I’m sure this has happened to you at a networking event. You’re hanging out, having a great time and chatting with lots of people about interesting things. Suddenly, one guy keeps popping into your conversations to share random facts that may have something to do with the overall event but really not with the conversation you are having. You feel this person is a show-off and clearly not listening to a word you are saying — not the type you were hoping to meet at an event like this.
That’s what happens often in LinkedIn Groups. They are discussion forums where like-minded people discuss common problems — and used properly, they offer a huge opportunity for marketers. Unfortunately, marketers will often flood groups with irrelevant and spammy information. Check out what to do instead below.
Join existing conversations — don’t just start new ones. You want to add to the group rather than be the guy at the event showing off knowledge no one really wants to hear. Also, not every response you leave in a discussion has to be a link to your site.
Remember, if you come across too salesy, you are not adding to the conversation and will come across as spammy. You may even be thrown out of the group.
In real life, you couldn’t imagine someone just introducing themselves to you, then immediately falling silent. Usually, after you exchange names and pleasantries, you get to talking about why you’re talking. Maybe the other person wants to chat business. Maybe they are bored on the other side of the room and you looked like you were having more fun. Regardless, you still have a moment in the conversation where you talk about the why.
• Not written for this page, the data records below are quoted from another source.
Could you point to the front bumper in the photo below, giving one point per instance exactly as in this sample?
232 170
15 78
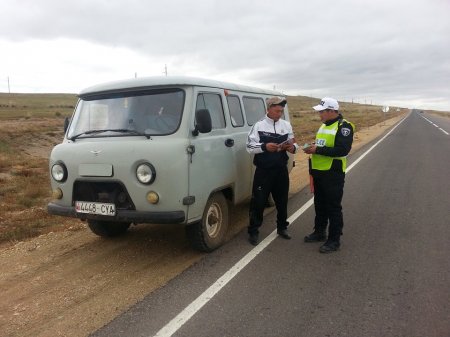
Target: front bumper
173 217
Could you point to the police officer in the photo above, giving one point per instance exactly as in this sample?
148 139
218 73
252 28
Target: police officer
328 162
269 139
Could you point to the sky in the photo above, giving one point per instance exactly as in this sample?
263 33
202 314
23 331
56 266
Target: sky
384 52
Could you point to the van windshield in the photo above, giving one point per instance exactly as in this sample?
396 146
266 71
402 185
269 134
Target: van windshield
150 112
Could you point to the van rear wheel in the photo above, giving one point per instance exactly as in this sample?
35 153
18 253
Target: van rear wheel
107 228
210 232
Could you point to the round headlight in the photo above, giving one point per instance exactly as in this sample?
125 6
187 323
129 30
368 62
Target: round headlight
146 173
59 172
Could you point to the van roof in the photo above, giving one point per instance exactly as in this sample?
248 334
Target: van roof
163 81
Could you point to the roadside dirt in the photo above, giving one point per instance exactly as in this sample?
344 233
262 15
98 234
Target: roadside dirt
71 283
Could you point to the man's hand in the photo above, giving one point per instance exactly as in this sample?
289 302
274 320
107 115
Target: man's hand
310 149
272 147
287 147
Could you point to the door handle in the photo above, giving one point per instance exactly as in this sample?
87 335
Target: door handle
229 142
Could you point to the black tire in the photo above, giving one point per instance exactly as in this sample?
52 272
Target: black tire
210 232
107 228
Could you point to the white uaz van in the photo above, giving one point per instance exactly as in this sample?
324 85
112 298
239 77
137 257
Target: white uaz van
158 150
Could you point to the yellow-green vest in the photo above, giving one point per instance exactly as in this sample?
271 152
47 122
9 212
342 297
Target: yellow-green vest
325 137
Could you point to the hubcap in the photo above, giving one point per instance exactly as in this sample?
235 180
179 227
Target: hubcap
213 220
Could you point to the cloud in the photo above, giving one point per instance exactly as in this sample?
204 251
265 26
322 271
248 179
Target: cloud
393 51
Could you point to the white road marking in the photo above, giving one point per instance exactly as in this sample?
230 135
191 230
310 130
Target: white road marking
178 321
432 123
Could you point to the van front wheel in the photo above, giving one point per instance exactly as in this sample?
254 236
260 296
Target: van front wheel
209 233
107 228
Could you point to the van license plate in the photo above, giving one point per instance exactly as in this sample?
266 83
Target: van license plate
95 208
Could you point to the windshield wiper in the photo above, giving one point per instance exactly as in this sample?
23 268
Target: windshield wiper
134 132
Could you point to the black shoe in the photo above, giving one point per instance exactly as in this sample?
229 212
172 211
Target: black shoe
330 247
253 239
315 237
284 234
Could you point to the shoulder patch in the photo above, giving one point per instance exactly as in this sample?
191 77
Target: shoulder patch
345 131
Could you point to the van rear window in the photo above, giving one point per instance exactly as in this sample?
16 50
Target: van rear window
254 108
234 105
213 103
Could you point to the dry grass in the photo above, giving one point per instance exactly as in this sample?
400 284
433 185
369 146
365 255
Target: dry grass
28 122
32 122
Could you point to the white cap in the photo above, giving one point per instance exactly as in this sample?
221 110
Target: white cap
327 103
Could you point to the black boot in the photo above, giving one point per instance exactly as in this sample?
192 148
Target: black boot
330 247
316 237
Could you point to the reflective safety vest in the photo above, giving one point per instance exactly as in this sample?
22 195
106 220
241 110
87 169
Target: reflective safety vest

So why do marketers often leave out the why when they’re inviting others to connect on LinkedIn? I’m sure it’s happened to you — the generic “I’d like to add you to my professional network” tells you nothing about who the person is and why they wanted to connect with you. Sending someone who doesn’t know you the standard LinkedIn connection message is just as awkward as introducing yourself at a networking event and then not saying a word.
Let people know why you want to be connected with them. Are you looking for new talent to join your team? Do you want to explore possible co-marketing partnerships with them? Were you impressed by their latest blog post? Just tell them why you want to connect with them — they’ll appreciate you being up-front about it.
See what I mean in this note I received following a request to connect:
It is clear that this person has seen my profile, read it, and now is engaging with me. Although the role is not for me, this is still a great example of good personalized and direct message on LinkedIn.
One of the annoying things to happen at a cocktail party is to find yourself talking to The Interrupter. They come up to you, you begin to chat, and suddenly you find yourself completely silent as they talk at you or over you. In fact, they could be shouting over you with no regard at all for what you have to say. I don’t know about you, but if I were in a situation like that, I’d ignore them or just walk away.
I see this happening all the time on Twitter. Marketers will put their messages out there without any real consideration for their followers. They shout out what they think is important and don’t listen or engage with others.
It’s easy to get overwhelmed by all the conversations happening on Twitter. But as a marketer, you shouldn’t be involved in every single conversation — just the right ones.
Use the proper social monitoring tools (like HubSpot’s Social Inbox) to help discover and participate in the right conversations — and then when you are participating in the conversation, make sure you’re doing plenty of listening. Instead of shouting into the Twittersphere and hoping to get noticed, you can have the right conversations with the right people at the right time. So when a prospect starts to compare you against a competitor, a customer complains, or an superfan shares one of your latest blog posts, you have the tools and knowledge to get involved.
What other no-no’s do you see marketers doing on social media?